Van de Peruvanen.
DE oude kleedingh, maniere van leven, regeeringe der Koningen, en oeffeninge van godsdienst der Inboorlingen van het gout- en silver-rijcke Peru, is door de straffe regeeringe, en gout-sucht der Spaensche Overheden veel verandert, ja meestendeel vernietight.
De Peruvanen gingen meest naeckt behalven de schamelheyt bedeckt houdende: de Vrouwen droegen lange rocken, de welcke sy met breede banden om het bovenlijf bevestighden: Sy hadden oock een manteltje om den hals, dat voor met goude of silvere haecken vast gemaeckt wierdt.
Voor en alleer dit volck onder een eenhoofdige regeeringe gebracht wierdt, warense onsedigh, woest en onmenschelijck van manieren: doch onder de heerschappye van haer Koningen hebbense geleert Menschelijcker en civielder te leven.
Aen een yeder wiert soo veel landts, om Maiz aen te teelen, uytgedeelt als hy met sijn huysgesin bearbeyden konde: oock was den ledigh ganck en 't schoyen door strickte wetten verboden.
De Huwelijcken wierden op volgende wijse voltrocken: De Koningh ondersocht alle Iaren ofte om het tweede Iaer wie huwbaer was, te weten: de Mans-persoonen van 24, en de Vrouws-persoonen van 18 Iaren: daer na een seeckere dagh gestelt zijnde, wierden eerst die van de Koninghlijcke linie door de Koningh selfs te samen verbonden: de volgende dagen wiert het selve door des Koninghs Dienaers aen het gemeene volck gepleeght: aldus t'samen gehecht, wierden eenige dagen ten huyse van des Bruydegoms Ouders, met eeten, drincken, en vrolijckheyt doorgebracht. De outste Soon des Koninghs, en alsoo erfgenaem van 't rijck, wierdt aen sijn oudste Suster uytgehijlickt, of wanneer dese onvruchtbaer was, wierdt hem de tweede, derde, &c. toegevoeght: maer by gebreck van dese nam hy een van het naeste bloetverwantschap.

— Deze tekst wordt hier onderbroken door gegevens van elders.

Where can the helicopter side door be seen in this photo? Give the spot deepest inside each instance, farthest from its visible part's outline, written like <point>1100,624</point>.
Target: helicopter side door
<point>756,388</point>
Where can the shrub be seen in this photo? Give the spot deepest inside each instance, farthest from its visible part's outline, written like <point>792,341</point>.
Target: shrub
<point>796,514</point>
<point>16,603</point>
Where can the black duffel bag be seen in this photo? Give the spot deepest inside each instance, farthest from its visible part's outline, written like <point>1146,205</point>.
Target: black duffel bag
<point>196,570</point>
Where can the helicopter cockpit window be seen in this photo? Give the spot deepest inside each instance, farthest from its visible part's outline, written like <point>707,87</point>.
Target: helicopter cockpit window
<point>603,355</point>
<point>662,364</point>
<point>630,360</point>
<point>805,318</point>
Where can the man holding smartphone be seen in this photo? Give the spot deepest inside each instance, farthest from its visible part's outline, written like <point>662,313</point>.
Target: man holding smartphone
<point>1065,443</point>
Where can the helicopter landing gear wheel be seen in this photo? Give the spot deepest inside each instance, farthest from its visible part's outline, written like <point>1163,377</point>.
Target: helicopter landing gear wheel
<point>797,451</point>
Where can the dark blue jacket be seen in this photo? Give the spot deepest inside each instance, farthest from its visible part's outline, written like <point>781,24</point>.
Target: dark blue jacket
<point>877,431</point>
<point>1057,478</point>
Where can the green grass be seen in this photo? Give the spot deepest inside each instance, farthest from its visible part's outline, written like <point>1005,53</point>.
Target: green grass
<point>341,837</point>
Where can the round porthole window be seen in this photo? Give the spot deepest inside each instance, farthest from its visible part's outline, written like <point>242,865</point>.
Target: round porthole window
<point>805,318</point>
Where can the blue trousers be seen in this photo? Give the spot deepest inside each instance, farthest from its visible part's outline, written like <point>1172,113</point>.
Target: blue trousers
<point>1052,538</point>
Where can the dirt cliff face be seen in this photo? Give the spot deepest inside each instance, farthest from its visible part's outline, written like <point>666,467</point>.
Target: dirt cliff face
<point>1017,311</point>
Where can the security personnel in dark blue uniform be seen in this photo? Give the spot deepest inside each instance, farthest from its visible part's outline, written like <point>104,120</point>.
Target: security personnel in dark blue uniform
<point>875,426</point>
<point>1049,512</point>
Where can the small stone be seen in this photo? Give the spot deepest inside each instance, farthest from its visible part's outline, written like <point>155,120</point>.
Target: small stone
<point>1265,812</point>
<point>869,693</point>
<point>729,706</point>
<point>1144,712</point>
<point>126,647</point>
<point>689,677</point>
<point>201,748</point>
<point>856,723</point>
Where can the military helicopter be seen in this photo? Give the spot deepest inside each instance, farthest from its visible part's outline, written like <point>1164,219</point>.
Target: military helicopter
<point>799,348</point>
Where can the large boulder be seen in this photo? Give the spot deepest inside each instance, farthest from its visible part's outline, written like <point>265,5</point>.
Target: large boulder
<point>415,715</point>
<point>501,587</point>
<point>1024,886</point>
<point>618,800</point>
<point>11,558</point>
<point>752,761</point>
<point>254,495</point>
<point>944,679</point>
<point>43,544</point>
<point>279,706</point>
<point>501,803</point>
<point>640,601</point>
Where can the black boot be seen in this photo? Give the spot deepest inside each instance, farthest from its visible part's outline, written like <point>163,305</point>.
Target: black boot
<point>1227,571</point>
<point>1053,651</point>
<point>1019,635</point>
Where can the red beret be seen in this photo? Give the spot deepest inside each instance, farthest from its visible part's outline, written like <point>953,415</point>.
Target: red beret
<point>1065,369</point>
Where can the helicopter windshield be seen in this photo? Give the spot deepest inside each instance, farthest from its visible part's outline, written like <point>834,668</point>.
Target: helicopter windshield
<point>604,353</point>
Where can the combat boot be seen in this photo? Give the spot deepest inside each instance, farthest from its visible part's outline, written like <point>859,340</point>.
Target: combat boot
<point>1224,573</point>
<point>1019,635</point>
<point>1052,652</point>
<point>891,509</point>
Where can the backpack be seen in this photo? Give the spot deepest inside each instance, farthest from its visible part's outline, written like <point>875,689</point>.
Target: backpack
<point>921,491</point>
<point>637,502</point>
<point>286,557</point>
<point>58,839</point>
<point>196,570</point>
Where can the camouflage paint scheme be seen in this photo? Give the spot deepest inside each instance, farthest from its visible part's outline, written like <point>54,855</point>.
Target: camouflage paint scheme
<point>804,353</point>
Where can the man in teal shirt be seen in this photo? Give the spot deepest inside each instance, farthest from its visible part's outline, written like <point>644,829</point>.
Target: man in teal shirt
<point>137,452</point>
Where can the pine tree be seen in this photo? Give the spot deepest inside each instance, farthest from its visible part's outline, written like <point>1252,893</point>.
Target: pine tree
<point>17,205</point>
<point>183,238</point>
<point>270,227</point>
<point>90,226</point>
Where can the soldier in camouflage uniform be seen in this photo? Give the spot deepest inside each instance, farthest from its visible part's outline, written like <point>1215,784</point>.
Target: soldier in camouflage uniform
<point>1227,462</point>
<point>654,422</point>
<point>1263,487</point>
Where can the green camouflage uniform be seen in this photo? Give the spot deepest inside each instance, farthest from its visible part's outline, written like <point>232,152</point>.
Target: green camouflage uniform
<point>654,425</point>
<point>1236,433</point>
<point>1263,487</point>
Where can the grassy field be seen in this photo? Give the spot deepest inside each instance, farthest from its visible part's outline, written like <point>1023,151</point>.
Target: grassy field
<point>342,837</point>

Haer Koningen voerden een onbepaelde macht soo wel over de goederen als de lichamen der Ondersaten, van de welcke sy oock als Goden ge-eert wierden.
De Koninghlijcke Palleysen en Tempelen aen de Son toege-eygent, wierden seer kostelijck van groote steenen aerdigh en net in malkanderen gevoeght, opgebouwt, de wanden waren bekleet met goude platen, en de vaten en schotelen van gout of silver bereyt: oock haddense alderhande beesten, kruyden en boomen, levens groote van gout uytgewerckt. Dese groote schat en rijckdom hebben de Peruvanen, naer dien haer laetste Koning van de Spangjaerden overwonnen en gedoodt was, onder de aerde verborgen, en is tot noch toe van het selve weynigh of niets te voorschijn gekomen.
In de oeffeninge van godsdienst hebben sy eenige donckere kennisse van den waren God gehadt, erkennende de selve als een Schepper des Hemels en der Aerden, en noemden hem Pacha Chamac, dat is, Leventmaecker des Werelts, doch aldermeest hebben sy de Son, voor de hooghste en grootste Godt geviert en ge-eert.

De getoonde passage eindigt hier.